Kepribadian memiliki banyak segi dan salah satunya adalah self atau diri pribadi atau citra pribadi. Mungkin saja konsep diri aktual individu tersebut (bagaimana dia memandang dirinya) berbeda dengan konsep diri idealnya (bagaimana ia ingin memandang dirinya), dan konsep diri orang lain (bagaimana dia mengganggap orang lain memandang dirinya).
Tiga karakteristik yang perlu dibahas dalam pembahasan mengenai kepribadian adalah kepribadian mencerminkan perbedaan antarindividu, kepribadian bersifat konsisten dan berkelanjutan, dan kepribadian dapat mengalami perubahan.

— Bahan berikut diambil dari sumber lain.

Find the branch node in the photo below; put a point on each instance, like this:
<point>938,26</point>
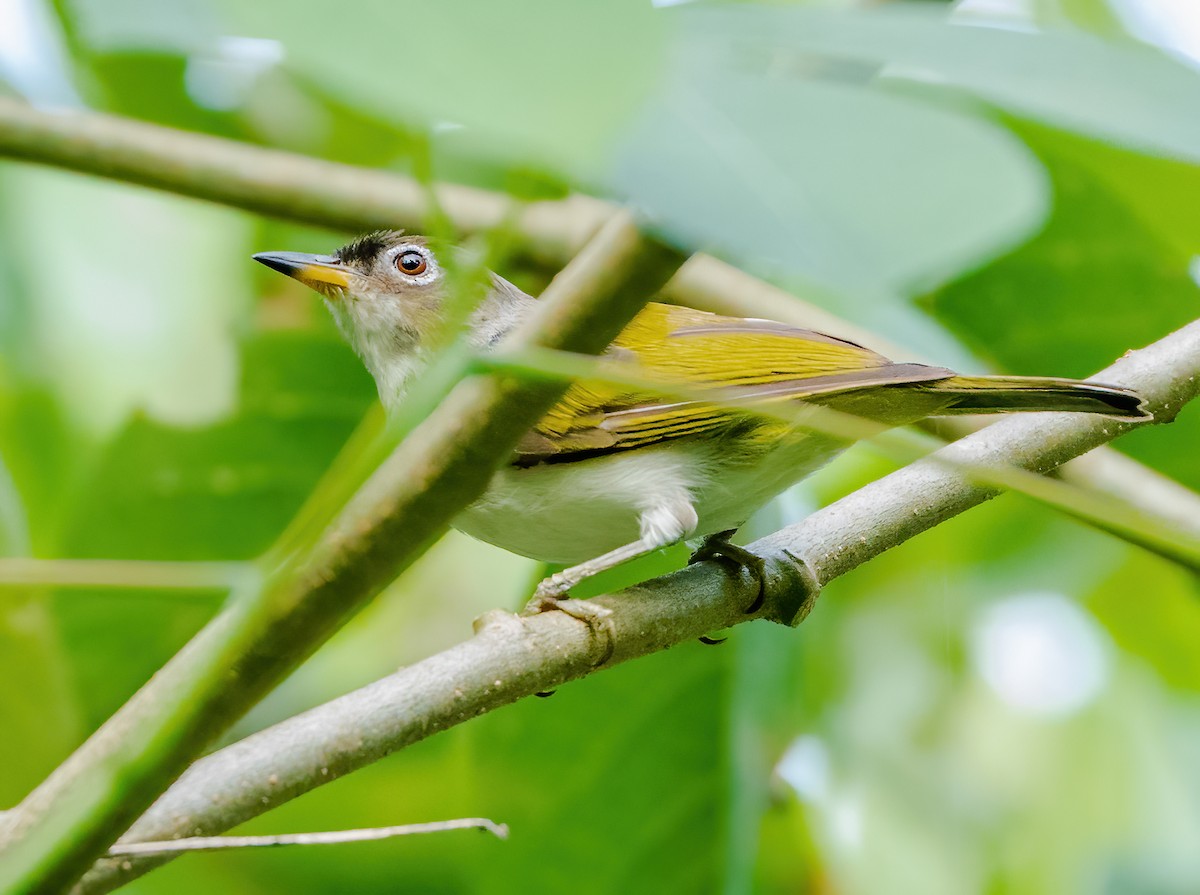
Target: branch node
<point>792,588</point>
<point>497,620</point>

Faktor penentu kepribadian secara kasar dapat dibedakan menjadi faktor bawaan dan lingkungan. Faktor bawaan adalah kondisi lahiriah yang didapat secara genetik, mikalnya tinggi badan, bentuk wajah, temperamen, dan lain lain. Sedangkan faktor lingkungan adalah faktor-faktor lain di luar itu, misalnya budaya yang membentuk norma, sikap dan nilai yang diwariskan dari generasi yang satu dengan generasi selanjutnya.

II.    NILAI

i.      Definisi
Nilai adalah ide umum tentang tujuan yang baik dan yang buruk. Dari alur norma atau aturan yang menjelaskan tentang yang benar atau yang salah, yang bisa diterima dan yang tidak. Beberapa norma dikatakan sebagai enacted norms, di mana maksud dari norma tersebut terlihat secara eksplisit, benar dan salah. Namun, banyak norma lain yang lebih halus, ini adalah crescive norm yang telah tertanam dalam budaya dan hanya bisa terlihat melalui interaksi antaranggota dalam budaya.

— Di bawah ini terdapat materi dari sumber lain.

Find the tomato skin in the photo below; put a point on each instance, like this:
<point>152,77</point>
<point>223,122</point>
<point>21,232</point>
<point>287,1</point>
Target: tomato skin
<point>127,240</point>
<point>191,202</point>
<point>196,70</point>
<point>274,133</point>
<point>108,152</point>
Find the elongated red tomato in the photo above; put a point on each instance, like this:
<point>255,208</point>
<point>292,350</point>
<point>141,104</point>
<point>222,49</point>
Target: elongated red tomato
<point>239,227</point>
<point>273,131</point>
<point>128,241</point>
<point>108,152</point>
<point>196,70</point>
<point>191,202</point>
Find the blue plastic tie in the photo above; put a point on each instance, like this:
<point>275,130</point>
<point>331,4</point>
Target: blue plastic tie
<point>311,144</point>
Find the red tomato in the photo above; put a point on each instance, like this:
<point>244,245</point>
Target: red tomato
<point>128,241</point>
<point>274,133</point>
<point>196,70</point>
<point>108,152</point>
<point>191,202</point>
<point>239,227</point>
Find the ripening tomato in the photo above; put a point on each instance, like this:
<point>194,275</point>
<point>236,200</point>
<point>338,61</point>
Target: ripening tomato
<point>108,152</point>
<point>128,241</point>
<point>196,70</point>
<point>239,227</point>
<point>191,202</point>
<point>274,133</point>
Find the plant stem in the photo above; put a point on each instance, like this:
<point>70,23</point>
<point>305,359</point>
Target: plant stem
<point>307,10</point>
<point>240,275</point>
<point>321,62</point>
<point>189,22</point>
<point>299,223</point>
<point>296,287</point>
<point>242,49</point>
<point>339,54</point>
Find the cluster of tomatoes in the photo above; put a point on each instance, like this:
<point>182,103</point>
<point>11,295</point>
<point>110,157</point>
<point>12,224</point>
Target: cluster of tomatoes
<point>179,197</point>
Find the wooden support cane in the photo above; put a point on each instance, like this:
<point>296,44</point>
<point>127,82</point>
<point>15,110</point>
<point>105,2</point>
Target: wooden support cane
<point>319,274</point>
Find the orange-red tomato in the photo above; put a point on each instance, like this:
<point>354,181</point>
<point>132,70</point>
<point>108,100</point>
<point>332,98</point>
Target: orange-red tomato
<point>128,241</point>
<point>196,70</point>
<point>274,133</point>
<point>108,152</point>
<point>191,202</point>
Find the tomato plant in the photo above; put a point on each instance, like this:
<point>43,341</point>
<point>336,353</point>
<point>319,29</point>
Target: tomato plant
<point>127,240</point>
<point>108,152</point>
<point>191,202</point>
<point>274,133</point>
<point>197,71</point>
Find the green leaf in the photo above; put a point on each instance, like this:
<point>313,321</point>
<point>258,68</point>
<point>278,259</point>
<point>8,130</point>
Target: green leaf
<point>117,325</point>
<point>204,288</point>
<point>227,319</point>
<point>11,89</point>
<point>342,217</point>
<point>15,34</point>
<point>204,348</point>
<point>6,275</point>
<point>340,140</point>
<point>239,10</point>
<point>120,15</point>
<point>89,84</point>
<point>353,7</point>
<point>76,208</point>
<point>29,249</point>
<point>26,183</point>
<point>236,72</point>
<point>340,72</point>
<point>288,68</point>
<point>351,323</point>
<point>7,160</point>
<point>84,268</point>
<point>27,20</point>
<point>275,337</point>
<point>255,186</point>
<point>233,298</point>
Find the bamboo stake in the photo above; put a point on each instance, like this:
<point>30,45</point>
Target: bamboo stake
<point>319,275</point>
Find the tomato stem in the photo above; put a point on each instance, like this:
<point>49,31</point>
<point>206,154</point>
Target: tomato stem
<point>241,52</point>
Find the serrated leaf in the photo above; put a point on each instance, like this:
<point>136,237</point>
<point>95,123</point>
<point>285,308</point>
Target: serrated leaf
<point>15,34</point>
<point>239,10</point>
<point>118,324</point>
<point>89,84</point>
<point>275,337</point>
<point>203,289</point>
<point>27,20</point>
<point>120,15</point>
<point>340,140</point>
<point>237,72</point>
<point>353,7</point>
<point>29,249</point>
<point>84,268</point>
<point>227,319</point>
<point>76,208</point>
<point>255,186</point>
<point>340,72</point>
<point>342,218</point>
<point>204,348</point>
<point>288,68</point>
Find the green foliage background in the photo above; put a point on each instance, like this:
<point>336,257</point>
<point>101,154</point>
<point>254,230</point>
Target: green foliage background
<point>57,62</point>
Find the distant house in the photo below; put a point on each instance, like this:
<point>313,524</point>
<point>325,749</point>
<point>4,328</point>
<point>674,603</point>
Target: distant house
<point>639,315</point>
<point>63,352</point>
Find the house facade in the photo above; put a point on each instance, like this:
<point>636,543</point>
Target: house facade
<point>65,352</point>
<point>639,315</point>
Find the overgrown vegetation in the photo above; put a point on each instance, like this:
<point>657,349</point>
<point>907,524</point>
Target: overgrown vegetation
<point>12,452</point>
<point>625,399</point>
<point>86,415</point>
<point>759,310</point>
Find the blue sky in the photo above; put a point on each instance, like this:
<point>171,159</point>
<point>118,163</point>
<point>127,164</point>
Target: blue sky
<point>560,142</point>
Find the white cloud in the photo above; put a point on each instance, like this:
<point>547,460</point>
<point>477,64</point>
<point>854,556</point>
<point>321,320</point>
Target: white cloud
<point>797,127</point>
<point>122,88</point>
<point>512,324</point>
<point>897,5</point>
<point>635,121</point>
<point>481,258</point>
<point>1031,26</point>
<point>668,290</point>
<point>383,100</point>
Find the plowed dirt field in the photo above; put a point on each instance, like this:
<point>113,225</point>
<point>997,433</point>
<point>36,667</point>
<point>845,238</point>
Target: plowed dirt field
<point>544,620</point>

Nilai-nilai budaya yang berlaku berbeda di setiap wilayah. Nilai yang berlaku di suatu negara belum tentu berlaku di negara lain atau bahkan bisa bertolak-belakang sama sekali dengan nilai yang berlaku di negara lainnya.
Schwartz mengemukakan teori bahwa nilai berasal dari tuntutan manusia yang universal sifatnya yang direfleksikan dalam kebutuhan organisme, motif sosial (interaksi), dan tuntutan institusi sosial. Ketiga hal tersebut membawa implikasi terhadap nilai sebagai sesuatu yang diinginkan. Schwartz menambahkan bahwa sesuatu yang diinginkan itu dapat timbul dari minat kolektif (tipe nilai benevolence, tradition, conformity) atau berdasarkan prioritas pribadi/individual (power, achievement, hedonism, stimulation, self-direction), atau kedua-duanya (universalism, security). Nilai individu biasanya mengacu pada kelompok sosial tertentu atau disosialisasikan oleh suatu kelompok dominan yang memiliki nilai tertentu (misalnya pengasuhan orang tua, agama, kelompok tempat kerja) atau melalui pengalaman pribadi yang unik.

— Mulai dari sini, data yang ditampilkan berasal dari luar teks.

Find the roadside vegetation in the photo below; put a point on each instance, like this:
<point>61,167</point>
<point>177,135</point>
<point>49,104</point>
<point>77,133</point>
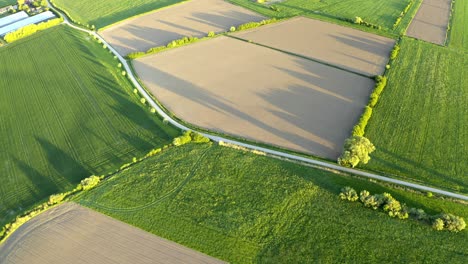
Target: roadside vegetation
<point>458,34</point>
<point>105,12</point>
<point>383,13</point>
<point>67,113</point>
<point>242,207</point>
<point>420,125</point>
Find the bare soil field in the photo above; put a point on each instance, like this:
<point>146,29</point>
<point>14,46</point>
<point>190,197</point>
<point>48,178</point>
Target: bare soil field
<point>431,21</point>
<point>344,47</point>
<point>193,18</point>
<point>258,93</point>
<point>70,233</point>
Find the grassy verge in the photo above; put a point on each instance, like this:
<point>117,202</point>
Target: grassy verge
<point>459,26</point>
<point>67,113</point>
<point>420,125</point>
<point>106,12</point>
<point>245,208</point>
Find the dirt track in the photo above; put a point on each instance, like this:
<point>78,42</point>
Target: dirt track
<point>258,93</point>
<point>431,21</point>
<point>194,18</point>
<point>347,48</point>
<point>74,234</point>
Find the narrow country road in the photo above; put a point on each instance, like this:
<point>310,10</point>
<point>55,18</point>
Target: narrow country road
<point>271,152</point>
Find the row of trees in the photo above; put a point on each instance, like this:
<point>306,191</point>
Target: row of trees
<point>31,29</point>
<point>394,208</point>
<point>357,148</point>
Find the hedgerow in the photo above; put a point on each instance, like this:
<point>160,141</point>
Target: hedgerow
<point>394,208</point>
<point>31,29</point>
<point>190,136</point>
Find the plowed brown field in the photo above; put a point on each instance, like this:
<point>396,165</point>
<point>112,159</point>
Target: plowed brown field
<point>242,89</point>
<point>70,233</point>
<point>193,18</point>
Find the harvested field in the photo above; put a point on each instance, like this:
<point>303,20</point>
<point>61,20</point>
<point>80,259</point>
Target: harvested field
<point>431,21</point>
<point>258,94</point>
<point>193,18</point>
<point>70,233</point>
<point>343,47</point>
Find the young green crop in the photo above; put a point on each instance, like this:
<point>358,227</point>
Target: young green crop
<point>66,113</point>
<point>420,125</point>
<point>246,208</point>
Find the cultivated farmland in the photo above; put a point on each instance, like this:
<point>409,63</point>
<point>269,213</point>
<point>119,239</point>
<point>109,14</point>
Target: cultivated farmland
<point>70,233</point>
<point>66,113</point>
<point>349,49</point>
<point>258,93</point>
<point>431,21</point>
<point>246,208</point>
<point>105,12</point>
<point>193,18</point>
<point>420,125</point>
<point>6,2</point>
<point>379,12</point>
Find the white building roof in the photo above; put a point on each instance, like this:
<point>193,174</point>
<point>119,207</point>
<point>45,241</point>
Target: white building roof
<point>13,18</point>
<point>25,22</point>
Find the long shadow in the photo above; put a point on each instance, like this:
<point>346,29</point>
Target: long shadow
<point>207,99</point>
<point>65,165</point>
<point>44,186</point>
<point>417,165</point>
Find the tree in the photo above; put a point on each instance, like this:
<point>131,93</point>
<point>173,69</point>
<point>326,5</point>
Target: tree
<point>356,149</point>
<point>348,193</point>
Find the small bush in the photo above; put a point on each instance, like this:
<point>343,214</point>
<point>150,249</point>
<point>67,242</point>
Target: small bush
<point>356,149</point>
<point>438,224</point>
<point>349,194</point>
<point>90,182</point>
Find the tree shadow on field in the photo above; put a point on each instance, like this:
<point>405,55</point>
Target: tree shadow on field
<point>413,173</point>
<point>139,38</point>
<point>206,99</point>
<point>224,20</point>
<point>369,45</point>
<point>44,186</point>
<point>65,165</point>
<point>130,109</point>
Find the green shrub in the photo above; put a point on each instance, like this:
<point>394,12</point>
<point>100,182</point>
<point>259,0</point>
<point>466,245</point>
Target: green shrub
<point>395,52</point>
<point>31,29</point>
<point>418,214</point>
<point>451,222</point>
<point>56,198</point>
<point>438,224</point>
<point>182,140</point>
<point>90,182</point>
<point>349,194</point>
<point>356,149</point>
<point>360,127</point>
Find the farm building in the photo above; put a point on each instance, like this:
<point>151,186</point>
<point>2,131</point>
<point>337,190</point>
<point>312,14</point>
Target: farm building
<point>25,22</point>
<point>13,18</point>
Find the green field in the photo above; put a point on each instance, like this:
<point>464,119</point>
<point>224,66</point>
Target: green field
<point>379,12</point>
<point>6,2</point>
<point>420,125</point>
<point>459,26</point>
<point>66,113</point>
<point>106,12</point>
<point>244,208</point>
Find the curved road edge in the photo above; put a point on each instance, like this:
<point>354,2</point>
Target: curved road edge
<point>280,154</point>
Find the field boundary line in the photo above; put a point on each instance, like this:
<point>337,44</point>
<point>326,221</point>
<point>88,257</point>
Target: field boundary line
<point>302,57</point>
<point>337,167</point>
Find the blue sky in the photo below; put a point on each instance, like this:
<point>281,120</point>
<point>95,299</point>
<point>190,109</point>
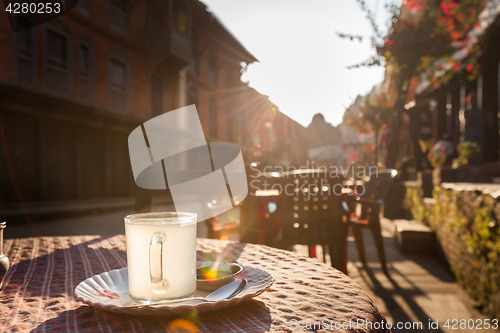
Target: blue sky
<point>302,61</point>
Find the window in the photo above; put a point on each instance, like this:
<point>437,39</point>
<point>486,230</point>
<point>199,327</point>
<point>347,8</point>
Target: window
<point>181,20</point>
<point>213,118</point>
<point>119,15</point>
<point>85,7</point>
<point>85,72</point>
<point>212,75</point>
<point>157,95</point>
<point>193,95</point>
<point>119,83</point>
<point>25,52</point>
<point>57,74</point>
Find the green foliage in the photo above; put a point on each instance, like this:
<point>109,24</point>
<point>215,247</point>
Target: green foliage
<point>469,234</point>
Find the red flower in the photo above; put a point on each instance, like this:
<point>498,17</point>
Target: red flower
<point>388,42</point>
<point>445,9</point>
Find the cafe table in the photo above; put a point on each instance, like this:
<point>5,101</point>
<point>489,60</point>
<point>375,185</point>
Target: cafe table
<point>307,295</point>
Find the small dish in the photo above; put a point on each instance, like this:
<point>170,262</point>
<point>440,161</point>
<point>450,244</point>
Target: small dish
<point>211,276</point>
<point>109,291</point>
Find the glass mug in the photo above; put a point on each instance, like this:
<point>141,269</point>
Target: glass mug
<point>161,255</point>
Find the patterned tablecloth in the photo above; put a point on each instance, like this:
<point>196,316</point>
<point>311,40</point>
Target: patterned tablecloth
<point>38,291</point>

Untuk memahami pengertian nilai secara lebih dalam, berikut ini akan disajikan sejumlah definisi nilai dari beberapa ahli.
a.       Rokeach: “Value is an enduring belief that a specific mode of conduct or end-state of existence is personally or socially preferable to an opposite or converse mode of conduct or end-state of existence.”
b.      Feather: “Value is a general beliefs about desirable or undesireable ways of behaving and about desirable or undesireable goals or end-states.”
c.       Schwartz: “Value as desireable transsituatioanal goal, varying in importance, that serve as guiding principles in the life of a person or other social entity.”
Nilai sebagai sesuatu yang lebih diinginkan harus dibedakan dengan yang hanya ‘diinginkan’, di mana ‘lebih diinginkan’ mempengaruhi seleksi berbagai modus tingkah laku yang mungkin dilakukan individu atau mempengaruhi pemilihan tujuan akhir tingkah laku. ‘Lebih diinginkan’ ini memiliki pengaruh lebih besar dalam mengarahkan tingkah laku, dan dengan demikian maka nilai menjadi tersusun berdasarkan derajat kepentingannya.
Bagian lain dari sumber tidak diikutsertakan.